How to filter bot traffic from Google Analytics
Google Analytics does provide an option to “exclude all hits from known bots and spiders” (spiders are search engine bots that crawl webpages). If the source of the bot traffic can be identified, users can also provide a specific list of IPs to be ignored by Google Analytics.
While these measures will stop some bots from disrupting analytics, they won’t stop all bots. Furthermore, most malicious bots pursue an objective besides disrupting traffic analytics, and these measures do nothing to mitigate harmful bot activity outside of preserving analytics data.
How can bot traffic hurt performance?
Sending massive amounts of bot traffic is a very common way for attackers to launch a DDoS attack. During some types of DDoS attacks, so much attack traffic is directed at a website that the origin server becomes overloaded, and the site becomes slow or altogether unavailable for legitimate users.
How can bot traffic be bad for business?
Some websites can be financially crippled by malicious bot traffic, even if their performance is unaffected. Sites that rely on advertising and sites that sell merchandise with limited inventory are particularly vulnerable.
For sites that serve ads, bots that land on the site and click on various elements of the page can trigger fake ad clicks; this is known as click fraud. While this may initially result in a boost in ad revenue, online advertising networks are very good at detecting bot clicks. If they suspect a website is committing click fraud, they will take action, usually in the form of banning that site and its owner from their network. For this reason, owners of sites that host ads need to be ever-wary of bot click fraud.
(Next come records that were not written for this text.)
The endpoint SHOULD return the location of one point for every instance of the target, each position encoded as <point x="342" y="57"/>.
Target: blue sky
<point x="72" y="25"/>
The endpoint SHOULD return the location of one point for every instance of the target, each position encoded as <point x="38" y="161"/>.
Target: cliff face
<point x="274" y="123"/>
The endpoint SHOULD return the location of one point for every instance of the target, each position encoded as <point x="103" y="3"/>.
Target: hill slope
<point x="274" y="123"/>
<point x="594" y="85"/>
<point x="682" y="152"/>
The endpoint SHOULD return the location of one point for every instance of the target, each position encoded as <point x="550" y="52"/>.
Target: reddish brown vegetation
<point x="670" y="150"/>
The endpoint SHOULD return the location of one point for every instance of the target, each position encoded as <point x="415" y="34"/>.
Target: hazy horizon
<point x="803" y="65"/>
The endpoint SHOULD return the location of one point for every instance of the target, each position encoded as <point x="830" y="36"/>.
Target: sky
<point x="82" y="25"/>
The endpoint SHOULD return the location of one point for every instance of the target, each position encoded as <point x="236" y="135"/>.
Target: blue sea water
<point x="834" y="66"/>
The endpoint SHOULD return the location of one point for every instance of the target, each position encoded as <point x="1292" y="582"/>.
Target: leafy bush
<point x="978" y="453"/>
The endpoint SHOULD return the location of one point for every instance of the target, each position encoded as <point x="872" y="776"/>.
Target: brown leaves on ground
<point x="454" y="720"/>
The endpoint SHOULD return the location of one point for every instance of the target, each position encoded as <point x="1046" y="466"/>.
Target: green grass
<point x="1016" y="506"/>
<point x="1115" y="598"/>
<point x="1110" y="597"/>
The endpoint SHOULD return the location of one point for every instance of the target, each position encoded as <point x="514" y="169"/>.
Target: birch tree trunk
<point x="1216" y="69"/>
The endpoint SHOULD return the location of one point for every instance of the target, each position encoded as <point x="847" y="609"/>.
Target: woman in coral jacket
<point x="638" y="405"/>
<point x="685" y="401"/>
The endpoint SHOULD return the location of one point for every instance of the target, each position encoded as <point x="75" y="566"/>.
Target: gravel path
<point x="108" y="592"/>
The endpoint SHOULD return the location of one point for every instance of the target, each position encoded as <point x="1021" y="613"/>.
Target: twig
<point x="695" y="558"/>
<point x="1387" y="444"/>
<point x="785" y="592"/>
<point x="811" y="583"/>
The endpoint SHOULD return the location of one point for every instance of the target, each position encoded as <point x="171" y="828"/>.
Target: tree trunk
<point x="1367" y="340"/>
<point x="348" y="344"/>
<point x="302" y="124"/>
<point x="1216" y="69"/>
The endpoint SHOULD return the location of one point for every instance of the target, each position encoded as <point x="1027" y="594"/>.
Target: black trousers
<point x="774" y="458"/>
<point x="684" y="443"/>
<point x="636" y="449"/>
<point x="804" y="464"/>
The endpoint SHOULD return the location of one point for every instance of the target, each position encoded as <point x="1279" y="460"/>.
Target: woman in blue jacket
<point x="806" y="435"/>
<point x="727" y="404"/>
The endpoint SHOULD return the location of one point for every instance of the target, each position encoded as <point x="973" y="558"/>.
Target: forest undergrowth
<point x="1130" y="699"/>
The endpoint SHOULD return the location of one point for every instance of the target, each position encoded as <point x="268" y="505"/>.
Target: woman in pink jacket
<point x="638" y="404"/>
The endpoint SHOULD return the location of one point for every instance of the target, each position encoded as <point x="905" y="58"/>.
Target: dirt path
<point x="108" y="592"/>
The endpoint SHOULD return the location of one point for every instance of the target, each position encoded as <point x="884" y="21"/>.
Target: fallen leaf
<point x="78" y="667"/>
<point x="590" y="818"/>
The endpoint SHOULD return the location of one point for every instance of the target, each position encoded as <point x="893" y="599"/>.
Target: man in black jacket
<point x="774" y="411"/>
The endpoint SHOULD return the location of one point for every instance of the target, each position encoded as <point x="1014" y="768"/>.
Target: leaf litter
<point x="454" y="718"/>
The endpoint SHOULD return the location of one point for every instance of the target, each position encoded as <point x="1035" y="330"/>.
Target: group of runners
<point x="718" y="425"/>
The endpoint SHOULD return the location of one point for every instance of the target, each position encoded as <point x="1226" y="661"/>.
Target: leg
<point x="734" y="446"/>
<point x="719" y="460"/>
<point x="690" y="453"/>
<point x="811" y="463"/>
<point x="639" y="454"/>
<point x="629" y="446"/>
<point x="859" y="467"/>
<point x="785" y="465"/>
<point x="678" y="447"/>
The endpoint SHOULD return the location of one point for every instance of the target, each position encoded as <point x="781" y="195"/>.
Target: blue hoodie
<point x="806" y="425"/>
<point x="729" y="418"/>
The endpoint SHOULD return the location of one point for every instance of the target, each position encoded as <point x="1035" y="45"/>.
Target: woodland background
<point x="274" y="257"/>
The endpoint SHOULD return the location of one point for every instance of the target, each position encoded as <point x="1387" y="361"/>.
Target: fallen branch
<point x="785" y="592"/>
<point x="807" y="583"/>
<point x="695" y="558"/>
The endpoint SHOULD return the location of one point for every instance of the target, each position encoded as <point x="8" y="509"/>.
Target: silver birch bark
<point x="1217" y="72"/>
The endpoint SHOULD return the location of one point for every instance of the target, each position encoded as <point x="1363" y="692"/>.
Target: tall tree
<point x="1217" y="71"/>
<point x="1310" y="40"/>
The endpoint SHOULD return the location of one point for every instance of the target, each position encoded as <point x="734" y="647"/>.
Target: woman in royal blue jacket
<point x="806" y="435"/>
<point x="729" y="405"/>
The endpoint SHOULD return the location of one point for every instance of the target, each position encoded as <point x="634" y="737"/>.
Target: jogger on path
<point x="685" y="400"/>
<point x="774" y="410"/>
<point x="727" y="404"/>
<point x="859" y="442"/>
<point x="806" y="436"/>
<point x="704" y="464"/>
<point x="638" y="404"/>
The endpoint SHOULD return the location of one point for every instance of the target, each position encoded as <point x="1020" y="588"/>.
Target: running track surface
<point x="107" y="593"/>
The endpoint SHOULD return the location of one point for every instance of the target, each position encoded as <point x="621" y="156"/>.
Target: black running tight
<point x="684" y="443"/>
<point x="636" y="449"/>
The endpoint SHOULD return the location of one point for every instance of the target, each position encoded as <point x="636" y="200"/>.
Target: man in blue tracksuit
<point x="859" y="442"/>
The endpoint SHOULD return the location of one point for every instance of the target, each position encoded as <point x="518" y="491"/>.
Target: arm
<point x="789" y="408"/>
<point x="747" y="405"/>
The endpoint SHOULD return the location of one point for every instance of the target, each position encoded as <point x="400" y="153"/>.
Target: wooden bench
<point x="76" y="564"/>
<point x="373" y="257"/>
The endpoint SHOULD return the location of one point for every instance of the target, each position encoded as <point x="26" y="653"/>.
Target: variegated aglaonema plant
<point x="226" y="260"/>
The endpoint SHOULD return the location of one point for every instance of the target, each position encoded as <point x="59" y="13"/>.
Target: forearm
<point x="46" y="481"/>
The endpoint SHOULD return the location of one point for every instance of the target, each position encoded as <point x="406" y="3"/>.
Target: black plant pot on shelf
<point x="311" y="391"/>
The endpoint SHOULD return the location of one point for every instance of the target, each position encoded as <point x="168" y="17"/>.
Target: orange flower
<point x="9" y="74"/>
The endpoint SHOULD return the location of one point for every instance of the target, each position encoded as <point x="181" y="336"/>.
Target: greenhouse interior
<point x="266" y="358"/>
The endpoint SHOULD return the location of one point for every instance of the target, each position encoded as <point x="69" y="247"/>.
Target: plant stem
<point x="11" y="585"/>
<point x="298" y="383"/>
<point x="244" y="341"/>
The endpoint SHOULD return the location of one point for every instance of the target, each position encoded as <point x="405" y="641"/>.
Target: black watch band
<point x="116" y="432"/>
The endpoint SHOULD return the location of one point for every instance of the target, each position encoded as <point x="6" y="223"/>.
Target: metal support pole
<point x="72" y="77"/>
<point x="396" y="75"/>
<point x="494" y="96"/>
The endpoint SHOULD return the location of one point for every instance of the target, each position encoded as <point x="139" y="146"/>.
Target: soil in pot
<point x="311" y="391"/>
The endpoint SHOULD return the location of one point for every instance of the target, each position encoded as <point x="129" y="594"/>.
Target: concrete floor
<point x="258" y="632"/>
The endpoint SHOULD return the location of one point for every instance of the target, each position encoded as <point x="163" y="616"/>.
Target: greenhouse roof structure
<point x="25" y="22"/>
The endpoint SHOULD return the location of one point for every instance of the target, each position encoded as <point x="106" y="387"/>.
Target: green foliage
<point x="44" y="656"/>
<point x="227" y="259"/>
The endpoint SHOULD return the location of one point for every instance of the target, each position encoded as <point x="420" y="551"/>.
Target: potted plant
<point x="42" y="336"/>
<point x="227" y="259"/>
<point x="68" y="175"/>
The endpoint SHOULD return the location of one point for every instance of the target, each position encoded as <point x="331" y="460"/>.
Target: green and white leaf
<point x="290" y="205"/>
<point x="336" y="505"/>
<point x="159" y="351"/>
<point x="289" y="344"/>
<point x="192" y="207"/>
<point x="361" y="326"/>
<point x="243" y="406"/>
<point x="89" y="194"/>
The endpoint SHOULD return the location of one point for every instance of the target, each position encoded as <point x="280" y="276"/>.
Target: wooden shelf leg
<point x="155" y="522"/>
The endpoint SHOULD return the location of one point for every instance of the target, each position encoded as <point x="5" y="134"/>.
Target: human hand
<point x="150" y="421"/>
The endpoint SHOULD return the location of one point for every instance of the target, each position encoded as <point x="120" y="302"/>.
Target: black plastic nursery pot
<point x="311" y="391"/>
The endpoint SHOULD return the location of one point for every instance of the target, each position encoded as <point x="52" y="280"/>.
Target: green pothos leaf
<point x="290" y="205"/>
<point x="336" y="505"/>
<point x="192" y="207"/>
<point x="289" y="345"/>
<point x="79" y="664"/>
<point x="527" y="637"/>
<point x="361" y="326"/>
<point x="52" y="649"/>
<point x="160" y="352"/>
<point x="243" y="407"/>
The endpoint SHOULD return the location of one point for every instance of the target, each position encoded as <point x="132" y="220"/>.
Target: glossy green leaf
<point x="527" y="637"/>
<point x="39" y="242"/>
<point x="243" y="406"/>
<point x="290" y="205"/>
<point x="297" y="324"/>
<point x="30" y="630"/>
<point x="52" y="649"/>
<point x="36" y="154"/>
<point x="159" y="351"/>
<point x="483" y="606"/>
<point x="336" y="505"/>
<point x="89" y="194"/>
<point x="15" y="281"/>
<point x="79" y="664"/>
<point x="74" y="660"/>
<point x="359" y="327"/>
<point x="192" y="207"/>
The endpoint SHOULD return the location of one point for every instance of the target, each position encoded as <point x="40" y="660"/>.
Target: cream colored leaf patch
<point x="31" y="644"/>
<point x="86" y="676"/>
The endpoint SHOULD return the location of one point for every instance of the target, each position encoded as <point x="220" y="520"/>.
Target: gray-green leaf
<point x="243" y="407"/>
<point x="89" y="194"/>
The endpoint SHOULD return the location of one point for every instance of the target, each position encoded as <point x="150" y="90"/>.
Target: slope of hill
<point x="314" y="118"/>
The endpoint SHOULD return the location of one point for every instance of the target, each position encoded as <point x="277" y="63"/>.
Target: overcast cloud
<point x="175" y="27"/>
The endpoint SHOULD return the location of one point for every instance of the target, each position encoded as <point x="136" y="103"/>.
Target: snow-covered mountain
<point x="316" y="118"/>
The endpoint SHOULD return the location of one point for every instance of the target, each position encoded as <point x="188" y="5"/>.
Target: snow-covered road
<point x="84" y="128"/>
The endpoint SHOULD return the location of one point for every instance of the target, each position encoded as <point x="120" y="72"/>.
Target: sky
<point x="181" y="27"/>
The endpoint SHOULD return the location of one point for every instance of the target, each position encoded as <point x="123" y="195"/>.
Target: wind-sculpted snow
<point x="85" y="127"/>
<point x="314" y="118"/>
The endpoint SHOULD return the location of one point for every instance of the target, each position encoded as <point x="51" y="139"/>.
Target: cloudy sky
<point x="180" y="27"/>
Sites with limited inventory can be targeted by inventory hoarding bots. As the name suggests, these bots go to e-commerce sites and dump tons of merchandise into their shopping carts, making that merchandise unavailable for purchase by legitimate shoppers. In some cases this can also trigger unnecessary restocking of inventory from a supplier or manufacturer. The inventory hoarding bots never make a purchase; they are simply designed to disrupt the availability of inventory.
How can websites manage bot traffic?
The first step to stopping or managing bot traffic to a website is to include a robots.txt file. This is a file that provides instructions for bots crawling the page, and it can be configured to prevent bots from visiting or interacting with a webpage altogether. But it should be noted that only good bots will abide by the rules in robots.txt; it will not prevent malicious bots from crawling a website.
A number of tools can help mitigate abusive bot traffic. A rate limiting solution can detect and prevent bot traffic originating from a single IP address, although this will still overlook a lot of malicious bot traffic. On top of rate limiting, a network engineer can look at a site’s traffic and identify suspicious network requests, providing a list of IP addresses to be blocked by a filtering tool such as a WAF. This is a very labor-intensive process and still only stops a portion of the malicious bot traffic.
Separate from rate limiting and direct engineer intervention, the easiest and most effective way to stop bad bot traffic is with a bot management solution. A bot management solution can leverage intelligence and use behavioral analysis to stop malicious bots before they ever reach a website. For example, Cloudflare Bot Management uses intelligence from over 25,000,000 Internet properties and applies machine learning to proactively identify and stop bot abuse.